One thing that stands out is that, while tax rates surely have a huge impact on the performance of a given state’s industry, other factors are even more important. For instance, does a given state allow vertical integration? That is, are growers, for example, allowed to sell directly to the public, as they are in California? Or are growers allowed to sell to retailers only, as is the case in Washington? What is a given state’s cap on the number of licenses it issues to growers, manufacturers, and retailers? How much do those licenses cost? How strict and expensive are regulations on things such as testing for pesticides? All of these variables, and many more, vary tremendously from state to state, though in very general terms, California is among the strictest and most expensive.

It’s important to note from the outset that, although there are big problems in the nascent legal-pot business, both nationally and particularly in California, the outlook remains bright: More states are legalizing all the time, and business is growing in every legal state. Even in California, where the cannabis business is operating under a haze of gloom at the moment, legal-pot sales are expected to keep soaring. According to various estimates, adult-use cannabis sales in the state are expected to at least double by 2022 from their 2018 levels, perhaps approaching or even surpassing the $8 billion mark — which one recent study pegged as the size of the overall market here.

Still, it could be much better. Legal retail sales in 2019 were just over $3 billion, leaving about $5 billion to the illicit market. Lowering taxes would help, but while our tax burden is high, that doesn’t account for all the industry’s woes. Accounting for excise, sales, and cultivation taxes, the total tax burden in California is about 39 percent on average. But it’s not the highest: that honor belongs to Washington, where the state tax is the only one applied, and it’s a whopping 45.87 percent. Oregon’s total is 20 percent; Colorado’s is 28.15 percent, Nevada’s is 25.1 percent.

So why are prices so low in Washington? It seems to be a function of industry structure. Vertical integration does lead to “efficiencies,” but it also leads to large, corporate-minded firms dominating the market, and it tends to lead to less choice and higher prices. It’s not allowed in Washington, where there is a proliferation of licensed growers, but a relatively limited number of licensed retailers. That gives retailers a lot of bargaining power over the wholesale prices they pay, and the notably lower prices paid by consumers. And low prices, of course, do more to discourage the illicit market than any amount of law enforcement might ever accomplish.

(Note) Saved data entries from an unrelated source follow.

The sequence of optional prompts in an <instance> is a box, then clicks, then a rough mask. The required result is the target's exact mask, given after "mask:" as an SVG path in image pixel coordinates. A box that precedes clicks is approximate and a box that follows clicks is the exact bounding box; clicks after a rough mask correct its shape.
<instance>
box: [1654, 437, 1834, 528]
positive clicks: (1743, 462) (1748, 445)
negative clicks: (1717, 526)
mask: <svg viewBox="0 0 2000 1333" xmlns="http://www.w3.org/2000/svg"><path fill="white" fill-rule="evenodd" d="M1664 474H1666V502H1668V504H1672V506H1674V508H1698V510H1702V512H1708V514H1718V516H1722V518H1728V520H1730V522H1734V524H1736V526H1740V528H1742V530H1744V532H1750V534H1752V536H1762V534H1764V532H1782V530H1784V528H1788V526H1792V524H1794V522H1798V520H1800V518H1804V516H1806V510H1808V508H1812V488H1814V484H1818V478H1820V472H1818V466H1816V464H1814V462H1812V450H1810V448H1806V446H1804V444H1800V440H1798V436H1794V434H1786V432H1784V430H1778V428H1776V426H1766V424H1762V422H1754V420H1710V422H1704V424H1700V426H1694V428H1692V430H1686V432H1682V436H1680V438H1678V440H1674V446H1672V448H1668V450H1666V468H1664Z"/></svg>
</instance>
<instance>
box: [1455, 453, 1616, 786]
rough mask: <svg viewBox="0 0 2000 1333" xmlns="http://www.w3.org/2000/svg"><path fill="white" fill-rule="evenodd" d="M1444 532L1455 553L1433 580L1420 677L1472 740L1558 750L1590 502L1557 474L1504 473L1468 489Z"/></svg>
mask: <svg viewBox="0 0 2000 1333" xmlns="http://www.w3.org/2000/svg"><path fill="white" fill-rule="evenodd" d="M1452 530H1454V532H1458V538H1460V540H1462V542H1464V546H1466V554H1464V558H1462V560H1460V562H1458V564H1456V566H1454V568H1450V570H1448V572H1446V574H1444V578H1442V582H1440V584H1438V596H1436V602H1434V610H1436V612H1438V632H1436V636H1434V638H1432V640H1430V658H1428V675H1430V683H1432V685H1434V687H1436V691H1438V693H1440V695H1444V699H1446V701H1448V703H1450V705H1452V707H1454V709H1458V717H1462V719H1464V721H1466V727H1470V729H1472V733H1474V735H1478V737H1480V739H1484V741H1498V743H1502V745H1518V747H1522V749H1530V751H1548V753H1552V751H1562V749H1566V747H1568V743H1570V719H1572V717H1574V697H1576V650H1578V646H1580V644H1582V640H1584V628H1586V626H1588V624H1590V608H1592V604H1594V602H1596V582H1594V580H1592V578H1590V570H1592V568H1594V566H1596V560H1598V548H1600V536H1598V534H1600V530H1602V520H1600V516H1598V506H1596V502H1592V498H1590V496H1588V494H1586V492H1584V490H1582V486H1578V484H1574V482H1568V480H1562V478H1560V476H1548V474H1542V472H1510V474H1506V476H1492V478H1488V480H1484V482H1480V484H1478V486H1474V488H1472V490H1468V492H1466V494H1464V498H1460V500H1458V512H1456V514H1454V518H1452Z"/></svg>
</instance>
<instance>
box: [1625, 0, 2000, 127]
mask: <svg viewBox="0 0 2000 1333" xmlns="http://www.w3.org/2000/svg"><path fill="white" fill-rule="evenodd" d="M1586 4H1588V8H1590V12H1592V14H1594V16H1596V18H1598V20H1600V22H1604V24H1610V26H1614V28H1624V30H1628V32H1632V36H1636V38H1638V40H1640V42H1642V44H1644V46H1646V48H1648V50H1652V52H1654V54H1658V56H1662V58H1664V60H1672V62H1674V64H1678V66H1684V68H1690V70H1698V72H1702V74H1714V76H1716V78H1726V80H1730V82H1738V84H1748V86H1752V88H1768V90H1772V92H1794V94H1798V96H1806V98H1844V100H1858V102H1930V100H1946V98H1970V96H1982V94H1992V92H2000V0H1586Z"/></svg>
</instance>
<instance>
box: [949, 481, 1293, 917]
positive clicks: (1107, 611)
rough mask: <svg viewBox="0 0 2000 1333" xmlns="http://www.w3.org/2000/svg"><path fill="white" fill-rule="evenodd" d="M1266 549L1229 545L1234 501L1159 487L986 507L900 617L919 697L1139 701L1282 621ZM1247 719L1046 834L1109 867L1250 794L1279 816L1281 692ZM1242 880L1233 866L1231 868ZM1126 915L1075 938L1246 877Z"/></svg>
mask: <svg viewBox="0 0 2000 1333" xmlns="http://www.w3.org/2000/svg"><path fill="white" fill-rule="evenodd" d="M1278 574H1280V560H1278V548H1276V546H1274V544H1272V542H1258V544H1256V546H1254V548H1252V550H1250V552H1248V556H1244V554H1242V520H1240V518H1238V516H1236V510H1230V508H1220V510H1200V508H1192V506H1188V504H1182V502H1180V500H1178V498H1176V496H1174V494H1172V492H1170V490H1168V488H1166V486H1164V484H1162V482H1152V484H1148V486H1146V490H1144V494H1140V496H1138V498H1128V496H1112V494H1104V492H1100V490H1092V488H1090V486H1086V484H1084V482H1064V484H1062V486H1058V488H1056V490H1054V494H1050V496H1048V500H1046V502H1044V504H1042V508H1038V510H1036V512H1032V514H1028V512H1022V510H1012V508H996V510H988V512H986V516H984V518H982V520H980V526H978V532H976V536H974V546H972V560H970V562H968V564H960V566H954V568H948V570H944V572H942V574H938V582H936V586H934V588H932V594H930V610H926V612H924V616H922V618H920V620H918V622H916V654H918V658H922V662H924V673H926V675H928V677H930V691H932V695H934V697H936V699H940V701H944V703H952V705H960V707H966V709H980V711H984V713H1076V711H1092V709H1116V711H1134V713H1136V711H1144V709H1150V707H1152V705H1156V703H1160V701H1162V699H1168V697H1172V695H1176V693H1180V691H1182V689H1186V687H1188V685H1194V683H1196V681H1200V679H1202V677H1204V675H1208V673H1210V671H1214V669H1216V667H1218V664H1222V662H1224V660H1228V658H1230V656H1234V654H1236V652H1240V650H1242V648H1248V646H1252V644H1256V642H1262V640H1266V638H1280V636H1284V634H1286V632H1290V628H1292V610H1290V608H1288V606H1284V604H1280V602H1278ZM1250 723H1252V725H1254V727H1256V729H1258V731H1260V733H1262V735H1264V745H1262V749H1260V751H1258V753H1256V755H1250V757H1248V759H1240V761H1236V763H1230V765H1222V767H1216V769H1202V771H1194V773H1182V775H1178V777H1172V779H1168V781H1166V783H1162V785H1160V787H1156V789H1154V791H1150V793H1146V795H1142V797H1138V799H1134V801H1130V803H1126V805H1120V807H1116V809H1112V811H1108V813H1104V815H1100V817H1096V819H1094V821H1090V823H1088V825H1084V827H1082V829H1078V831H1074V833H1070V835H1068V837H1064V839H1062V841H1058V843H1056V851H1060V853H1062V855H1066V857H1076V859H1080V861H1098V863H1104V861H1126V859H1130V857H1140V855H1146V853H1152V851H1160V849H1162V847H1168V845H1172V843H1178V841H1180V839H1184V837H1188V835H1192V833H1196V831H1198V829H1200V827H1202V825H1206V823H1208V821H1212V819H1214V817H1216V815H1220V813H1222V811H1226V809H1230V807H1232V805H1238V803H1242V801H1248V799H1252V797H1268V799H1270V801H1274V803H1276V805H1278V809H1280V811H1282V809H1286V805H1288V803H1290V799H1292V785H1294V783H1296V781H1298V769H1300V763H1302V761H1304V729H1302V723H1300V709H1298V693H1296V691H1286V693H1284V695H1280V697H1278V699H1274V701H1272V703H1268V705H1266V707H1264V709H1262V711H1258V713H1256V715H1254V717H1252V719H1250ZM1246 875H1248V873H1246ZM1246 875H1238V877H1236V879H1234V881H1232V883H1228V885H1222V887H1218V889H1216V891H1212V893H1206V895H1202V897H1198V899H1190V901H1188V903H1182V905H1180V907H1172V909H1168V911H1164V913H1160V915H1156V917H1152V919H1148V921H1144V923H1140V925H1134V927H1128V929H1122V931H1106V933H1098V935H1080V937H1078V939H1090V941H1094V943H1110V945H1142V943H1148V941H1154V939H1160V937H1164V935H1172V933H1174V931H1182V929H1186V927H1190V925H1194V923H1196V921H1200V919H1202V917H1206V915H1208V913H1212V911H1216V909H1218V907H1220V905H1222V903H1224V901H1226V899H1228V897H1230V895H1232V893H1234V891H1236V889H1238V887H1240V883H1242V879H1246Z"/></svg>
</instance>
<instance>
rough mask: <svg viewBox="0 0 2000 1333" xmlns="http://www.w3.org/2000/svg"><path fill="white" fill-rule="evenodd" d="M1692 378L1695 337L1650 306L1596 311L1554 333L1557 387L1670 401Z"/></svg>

There are restrictions contained in the bewildering rules governing licenses in California, capping how big a given part of a cannabis business can be (you can’t be a big grower and a retailer, for example), but those rules are nothing like they are in Washington. The difference might become even more stark in the coming years if the moratorium on vertical integration is lifted, as the law now holds.

Arguments over industry structure were vociferous leading up to legalization. The complicated compromises that made it into California’s law pleased neither the activists who wanted to prevent industry consolidation nor the businesses that wanted to pursue unrestricted growth. We should expect those fights to flare up again in the coming months and years.